While this sounds like a perfect solution to a problem, unfortunately its success can never be guaranteed.  In light of this, it is necessary to determine if it may be best, instead of attempting to utilize the “name on the check” rule, to simply liquidate the IRA and transfer the funds to the community spouse.  The tax consequences may not be as bad as initially thought in that the couple may be able to offset the consequences if the institutionalized spouse’s medical expenses exceed 7.5% of gross income.
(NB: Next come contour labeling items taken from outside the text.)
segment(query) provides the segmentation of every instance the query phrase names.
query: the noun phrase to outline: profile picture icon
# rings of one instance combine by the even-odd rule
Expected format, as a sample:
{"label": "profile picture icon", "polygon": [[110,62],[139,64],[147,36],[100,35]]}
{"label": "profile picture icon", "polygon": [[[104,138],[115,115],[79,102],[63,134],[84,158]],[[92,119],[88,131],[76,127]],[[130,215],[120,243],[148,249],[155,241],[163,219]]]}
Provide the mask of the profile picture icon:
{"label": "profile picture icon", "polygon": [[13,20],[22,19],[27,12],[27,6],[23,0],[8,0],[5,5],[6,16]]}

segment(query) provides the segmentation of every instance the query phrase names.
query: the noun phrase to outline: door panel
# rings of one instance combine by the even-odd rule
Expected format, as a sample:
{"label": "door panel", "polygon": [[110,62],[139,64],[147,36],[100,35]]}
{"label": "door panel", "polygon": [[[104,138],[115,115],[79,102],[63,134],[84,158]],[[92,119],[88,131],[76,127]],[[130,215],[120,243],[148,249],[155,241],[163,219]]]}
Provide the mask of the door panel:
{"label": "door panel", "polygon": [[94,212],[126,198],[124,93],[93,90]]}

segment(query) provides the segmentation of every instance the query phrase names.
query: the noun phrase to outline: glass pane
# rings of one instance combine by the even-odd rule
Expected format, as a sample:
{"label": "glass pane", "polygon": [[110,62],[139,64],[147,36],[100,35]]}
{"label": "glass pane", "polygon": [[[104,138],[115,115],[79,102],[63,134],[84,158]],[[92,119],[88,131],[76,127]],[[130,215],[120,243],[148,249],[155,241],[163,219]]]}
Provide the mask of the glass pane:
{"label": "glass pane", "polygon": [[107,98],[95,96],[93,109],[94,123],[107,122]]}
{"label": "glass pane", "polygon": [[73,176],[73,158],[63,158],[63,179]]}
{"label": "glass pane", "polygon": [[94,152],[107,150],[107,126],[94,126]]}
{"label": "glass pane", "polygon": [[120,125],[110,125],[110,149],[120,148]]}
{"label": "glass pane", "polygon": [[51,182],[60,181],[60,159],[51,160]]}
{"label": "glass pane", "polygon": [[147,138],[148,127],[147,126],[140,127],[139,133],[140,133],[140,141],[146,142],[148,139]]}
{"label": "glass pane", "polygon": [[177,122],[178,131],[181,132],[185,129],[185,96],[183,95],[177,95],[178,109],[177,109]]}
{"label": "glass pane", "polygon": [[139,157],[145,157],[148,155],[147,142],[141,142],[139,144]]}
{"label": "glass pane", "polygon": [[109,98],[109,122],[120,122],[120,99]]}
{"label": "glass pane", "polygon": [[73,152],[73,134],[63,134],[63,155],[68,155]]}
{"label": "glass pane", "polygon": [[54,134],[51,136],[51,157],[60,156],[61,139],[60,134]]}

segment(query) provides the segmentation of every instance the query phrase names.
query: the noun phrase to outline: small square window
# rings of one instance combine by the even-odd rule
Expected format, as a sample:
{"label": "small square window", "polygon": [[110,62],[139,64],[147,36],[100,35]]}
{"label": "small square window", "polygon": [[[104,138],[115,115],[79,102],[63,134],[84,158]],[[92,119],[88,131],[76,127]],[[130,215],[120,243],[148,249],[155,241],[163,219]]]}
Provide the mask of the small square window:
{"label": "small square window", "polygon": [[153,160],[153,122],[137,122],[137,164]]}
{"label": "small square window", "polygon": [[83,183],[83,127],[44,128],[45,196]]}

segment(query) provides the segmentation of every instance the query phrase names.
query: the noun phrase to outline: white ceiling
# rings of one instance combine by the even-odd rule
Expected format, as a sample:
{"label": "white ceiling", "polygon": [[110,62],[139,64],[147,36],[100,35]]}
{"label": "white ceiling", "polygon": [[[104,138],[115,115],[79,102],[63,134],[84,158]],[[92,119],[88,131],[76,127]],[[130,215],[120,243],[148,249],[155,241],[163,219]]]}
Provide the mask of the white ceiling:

In the event that a community spouse does not have sufficient monthly income to meet his or her monthly maintenance needs allowance, he or she will receive a portion of income directly from the institutionalized spouse in order to maintain a standard of living.  If a very large shifting of income takes place, it may make the most sense to simply annuitize the institutionalized spouse’s IRA with the monthly payments payable to the institutionalized spouse.  With the income shifting over to the community spouse, the same result as using the “name on the check” rule will be obtained.  Additionally, as to the beneficiary designation, being owned by the institutionalized spouse, the community spouse may be named before the state Medicaid agency.